I.E. I may be little and got beat up at school alot but now I’ve got a gun !
And oneday…

Couple of things here:

  1. You are, admittedly, not very knowledgeable about guns. How can you tell if a gun is loaded or not by visual inspection from more than arms length? (hint: you probably can’t, and one of the linked articles specifically mentions that the rally required participants to show open chambers, even had a device to insert in the breech to show compliance.

  2. Long guns generally are not carried in holsters.

  3. Raising weapons to the sky is a warrior’s tradition that likely predates recorded history. My ancestors did it with axes and swords before guns existed. If I ever sire children, my descendants will likely do it with phasers and light sabers.

So they were waving their weapons to show that they were warriors?
Interesting.

I admit it would be pretty hard for me to tell while I’m rapidly employed in getting the hell out of dodge. Remember what I said about life and limb? And about guns existing to shoot? I never assume that the gun-owner is using it as a plaything for display. I assume it’s loaded, always. And I’m certainly not going to walk up to somebody who I think is unstable and ask him to hand me his gun so I can check it out.

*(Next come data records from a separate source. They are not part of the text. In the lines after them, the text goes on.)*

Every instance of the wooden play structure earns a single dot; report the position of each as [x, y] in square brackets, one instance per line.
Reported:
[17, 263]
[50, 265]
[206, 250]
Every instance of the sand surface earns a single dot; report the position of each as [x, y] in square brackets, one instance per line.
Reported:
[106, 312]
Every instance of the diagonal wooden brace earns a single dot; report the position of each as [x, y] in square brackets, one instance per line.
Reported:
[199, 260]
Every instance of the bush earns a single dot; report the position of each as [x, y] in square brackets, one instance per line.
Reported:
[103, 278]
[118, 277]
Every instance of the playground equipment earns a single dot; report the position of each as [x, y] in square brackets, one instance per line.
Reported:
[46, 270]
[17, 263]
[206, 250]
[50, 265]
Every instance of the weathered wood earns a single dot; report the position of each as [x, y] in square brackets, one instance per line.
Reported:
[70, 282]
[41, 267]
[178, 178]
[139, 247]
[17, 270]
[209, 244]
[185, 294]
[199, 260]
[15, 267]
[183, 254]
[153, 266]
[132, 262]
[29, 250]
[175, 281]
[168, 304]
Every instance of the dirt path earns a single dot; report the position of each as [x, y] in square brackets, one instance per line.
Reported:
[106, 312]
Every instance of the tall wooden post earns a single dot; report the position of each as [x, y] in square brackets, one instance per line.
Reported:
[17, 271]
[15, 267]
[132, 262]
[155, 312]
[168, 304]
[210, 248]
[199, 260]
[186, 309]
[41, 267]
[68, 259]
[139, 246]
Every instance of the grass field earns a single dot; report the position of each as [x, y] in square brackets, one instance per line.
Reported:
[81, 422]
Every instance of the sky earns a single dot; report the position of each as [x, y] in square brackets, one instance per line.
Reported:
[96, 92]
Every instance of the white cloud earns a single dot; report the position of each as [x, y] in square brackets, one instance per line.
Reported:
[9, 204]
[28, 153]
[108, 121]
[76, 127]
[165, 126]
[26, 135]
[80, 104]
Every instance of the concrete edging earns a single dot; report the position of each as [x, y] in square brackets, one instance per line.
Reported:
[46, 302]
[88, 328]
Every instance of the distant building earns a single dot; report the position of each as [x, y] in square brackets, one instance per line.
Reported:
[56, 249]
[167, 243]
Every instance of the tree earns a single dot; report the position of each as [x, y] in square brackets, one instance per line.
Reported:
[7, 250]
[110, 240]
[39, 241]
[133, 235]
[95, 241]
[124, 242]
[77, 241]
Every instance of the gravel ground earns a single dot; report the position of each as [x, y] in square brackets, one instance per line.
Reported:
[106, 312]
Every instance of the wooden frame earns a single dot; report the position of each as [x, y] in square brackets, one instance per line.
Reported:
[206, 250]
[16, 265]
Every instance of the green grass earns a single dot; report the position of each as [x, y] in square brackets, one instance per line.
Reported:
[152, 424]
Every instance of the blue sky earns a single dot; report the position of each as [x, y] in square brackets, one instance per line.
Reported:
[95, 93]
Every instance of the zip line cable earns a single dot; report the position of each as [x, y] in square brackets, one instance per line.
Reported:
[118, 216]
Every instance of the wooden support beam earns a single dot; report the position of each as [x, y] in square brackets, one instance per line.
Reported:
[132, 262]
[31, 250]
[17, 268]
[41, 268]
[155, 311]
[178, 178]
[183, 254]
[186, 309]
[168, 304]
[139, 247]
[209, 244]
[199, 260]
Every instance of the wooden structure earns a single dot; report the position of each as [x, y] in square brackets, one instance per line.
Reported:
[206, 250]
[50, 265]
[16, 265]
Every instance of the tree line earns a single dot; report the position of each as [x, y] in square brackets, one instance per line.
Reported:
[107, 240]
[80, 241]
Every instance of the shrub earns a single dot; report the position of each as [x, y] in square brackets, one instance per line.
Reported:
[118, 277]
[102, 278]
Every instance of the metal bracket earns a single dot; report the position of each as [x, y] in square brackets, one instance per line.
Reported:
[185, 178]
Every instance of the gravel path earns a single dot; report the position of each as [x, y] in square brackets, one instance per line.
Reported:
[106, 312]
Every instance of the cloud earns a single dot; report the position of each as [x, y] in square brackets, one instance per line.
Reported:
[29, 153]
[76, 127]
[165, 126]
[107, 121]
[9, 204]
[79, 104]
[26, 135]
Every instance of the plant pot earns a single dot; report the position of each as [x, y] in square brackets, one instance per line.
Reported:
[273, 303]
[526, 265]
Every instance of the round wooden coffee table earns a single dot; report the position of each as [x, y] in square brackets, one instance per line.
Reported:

I know. They’re also generally not waved in the air.

:eek: Holy the f’ng carp. You think this helps?? You want me to picture gun-owners as a bunch of Rambo wannabies who think they’re warriors??

Yeah, your ancestors waved their weapons in the air - right before they went and killed people with those weapons. Shit!

Yes, that was called Kent State. And we all remember what a bunch of criminals the Black Panthers turned out to be.

Yes, it may be legal to blather like Glenn Beck or Rush Limbaugh, or carry guns to a rally. But that doesn’t make it a good idea. Hitler and the Nazis did both.

Yeah, they did. Because if they hadn’t, they’d have been killed. War works that way.
Other times, they raised weapons to the sky and didn’t go kill anyone. “Weapons to the sky” is sometimes used as a salute, or to indicate approval, or to invoke the blessings of the gods, or as a sign of solidarity, etc.

Uh huh.

Even if I pretend for an instant that an undisciplined mob waving their weapons is more akin to an orderly lineup of uniformed military firing off a salute than the mob of black-hat cowboys that dragged Marty McFly through town, which I don’t pretend, I have this thing about life and limb, which requires me not to assume that the tiger is tame, when it’s got its claws out and is roaring.

What evidence would convince you that your fear is misplaced? I mean, it’s hard to say,“No instances of gun violence at events like this,” because we’re ALREADY at that state of affairs and you still contend your fear has some reasonableness to it.

So what sorts of additional evidence would be needed for you to believe that the actual danger from events like this is negligble?

Are there pictures of the rally with people holding raised arms? Are the peoples’ trigger fingers in the trigger guard or alongside it?
That would answer my questions as to the intellegence of the protesters.